A novice will gain strength by neuromuscular adaptation before any mass is gained. Gaining more strength with the addition of muscle mass is difficult to do while overall losing weight (thus more fat mass loss than muscle mass gained), even with some significant fat mass to call upon, but other than for the exceptional sort of case you reference, it is possible, and not just for the morbidly obese.

Tru dat. But a scale can’t tell you that anyway. All it can do is tell me what I weigh, and allow me to compare weight readings over time. That’s a very useful thing, but it can’t tell me how much of that weight is muscle or fat.

I think it is largely a matter of taste. Some people are perfectly content to be non-athletes and have very high quality of life by their own standards.
I certainly don’t think that physical fitness = winning at life.

That’s what I was going to say; it’s a myth that you’re not fit if you’re not ripped and in super-good shape like the Crossfit people or the models in all the fitness glurge and ads.

Plenty of people are fit enough to be healthy and have perfectly fine lives, without making fitness some sort of crazy obsession or their only hobby, which is what a LOT of these fitness wonks do.

Remember though that achieving moderate fitness in mid-life does not only extend life a couple of years, it helps make that last decade (or more if you be so lucky) much more likely to be disability free.
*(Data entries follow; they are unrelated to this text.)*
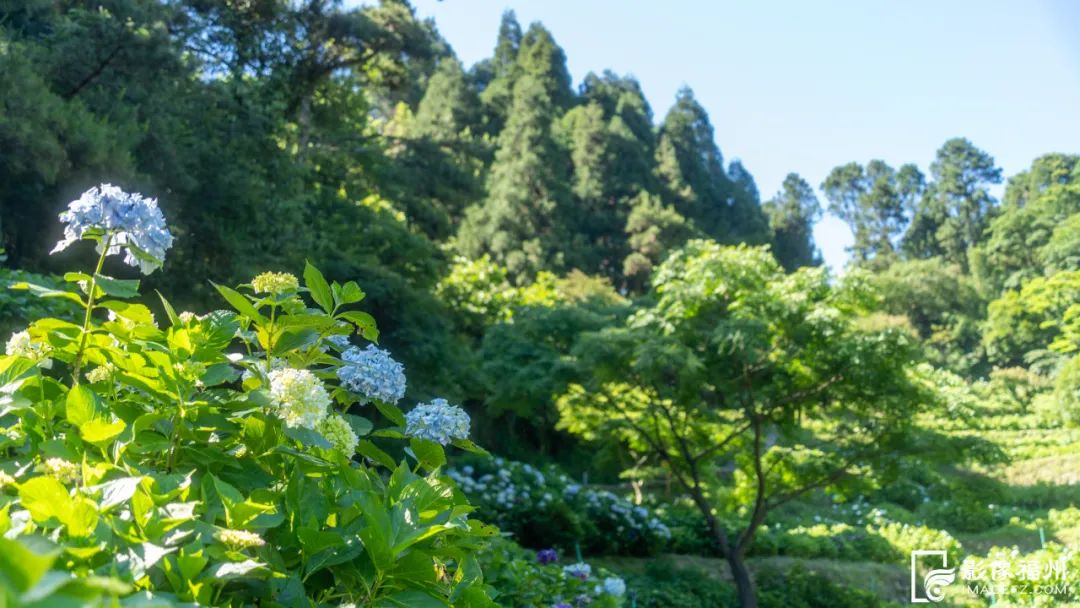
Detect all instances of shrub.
[0,188,495,607]
[478,540,626,608]
[0,268,79,336]
[447,458,671,555]
[757,566,886,608]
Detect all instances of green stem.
[71,234,112,387]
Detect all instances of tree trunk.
[728,551,757,608]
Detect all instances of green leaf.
[330,281,365,307]
[176,549,210,581]
[65,384,103,427]
[303,261,334,313]
[0,537,60,592]
[356,440,397,470]
[154,291,181,327]
[373,591,449,608]
[450,440,490,456]
[98,477,143,511]
[345,414,375,437]
[211,283,267,324]
[18,476,71,524]
[373,401,405,427]
[409,437,446,471]
[99,300,153,325]
[94,274,138,298]
[11,281,86,308]
[79,419,127,445]
[59,496,98,538]
[338,310,379,342]
[285,427,334,449]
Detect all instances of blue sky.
[397,0,1080,267]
If you want to be able to function independently and be vital (both physically and cognitively) as you age you are well advised to invest in that outcome when you are younger, with aerobic fitness, strength, and muscle mass, and with a healthy diet as well.

Indeed such can be achieved without being obsessed. But if you are not exercising enough that you can hit at least a peak rate of jogging at 5 mph, you are a set-up for spending more years of your (slightly shorter) life disabled and enfeebled.

People who choose to completely sedentary should at least be aware of that.